Logo DW

LIPI: Politik Dinasti di Indonesia Kian Subur

Elnur/Fotolia
Elnur/Fotolia
Sumber :
  • dw

Pada Rabu, 18 September 2019, putra sulung Presiden Joko Widodo, Gibran Rakabuming Raka, mengunjungi kediaman dinas Wali Kota Solo, FX Hadi Rudyatmo. Akibat kunjungan ini, beredar spekulasi bahwa Gibran akan maju untuk mencalonkan diri jadi Wali Kota Solo. Sejauh ini Gibran memang belum menjawab dengan jelas terkait adanya motif politik di balik kunjungan tersebut.

Masalah akan mencalonkan diri secara atau tidak memang hak politik tiap individu. Namun kunjungan ini kontan menimbulkan tanda tanya apakah nantinya satu per satu anggota keluarga ini juga terjun ke politik praktis?

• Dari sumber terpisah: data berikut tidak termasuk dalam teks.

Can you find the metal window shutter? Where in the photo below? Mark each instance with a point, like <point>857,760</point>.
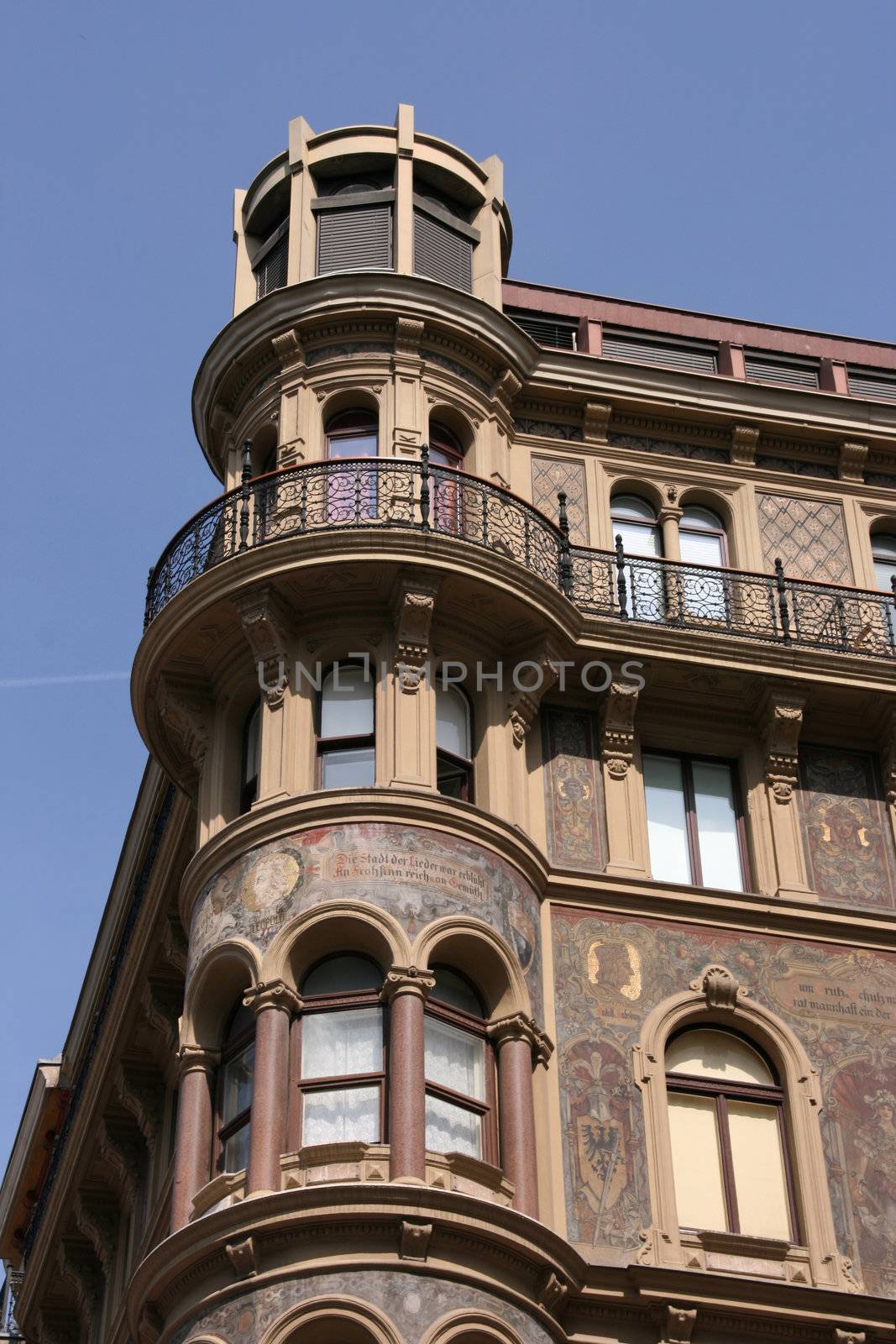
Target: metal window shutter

Mengikuti jejak anggota keluarga ke dalam kancah politik memang bukan hal asing, baik di Indonesia maupun luar negeri. Sebelum era reformasi Soeharto sempat menunjuk putrinya yaitu Siti Hardiyanti Rukmana (Tutut) menjadi menteri sosial. Setelah reformasi, sejumlah nama keluarga pun muncul di berbagai daerah, membentuk klan-klan di mana orang yang masih memiliki hubungan kekerabatan meduduki berbagai posisi strategis baik di eksekutif maupun legislatif.

Tidak masalah, selama mereka tidak korupsi, adil dan bisa memegang amanah, demikian yang muncul dalam benak pikiran. Namun apakah benar sebegitu mudah? DW berbincang dengan pengamat politik dari Lembaga Ilmu Pengetahuan Indonesia (LIPI), Dini Suryani mengenai fenomena politik dinasti ini.

Deutsche Welle: Sejauh mana praktik politik dinasti mengakar di Indonesia baik di tingkat nasional maupun regional? Seperti apa perkembangannya jika dilihat dari era reformasi dan sebelumnya?

Dini Suryani: Ketika Orde Baru, politik dinasti lebih mencolok di tingkat nasional. Ditandai dengan kehadiran Siti Hardiyanti Rukmana (Tutut) yang menjadi anggota MPR RI dari Fraksi Golkar dari tahun 1992-1998 ketika ayahnya, Presiden Soeharto untuk ke sekian kalinya menjadi presiden. Ia (Tutut) kemudian ditunjuk menjadi Menteri Sosial ke-23 oleh ayahnya sendiri, meskipun hanya menjabat beberapa bulan (Maret-Mei 1998) karena gelombang tuntutan reformasi tidak bisa dibendung lagi.

Ketika Orde Baru runtuh, praktik dinasti justru semakin menyubur, tetapi kali ini di tingkat lokal, seiring dengan perubahan hubungan pusat-daerah yang semula tersentralisasi menjadi desentralisasi melalui kebijakan otonomi daerah. Politik dinasti semakin subur ketika pilkada langsung diberlakukan sejak tahun 2005.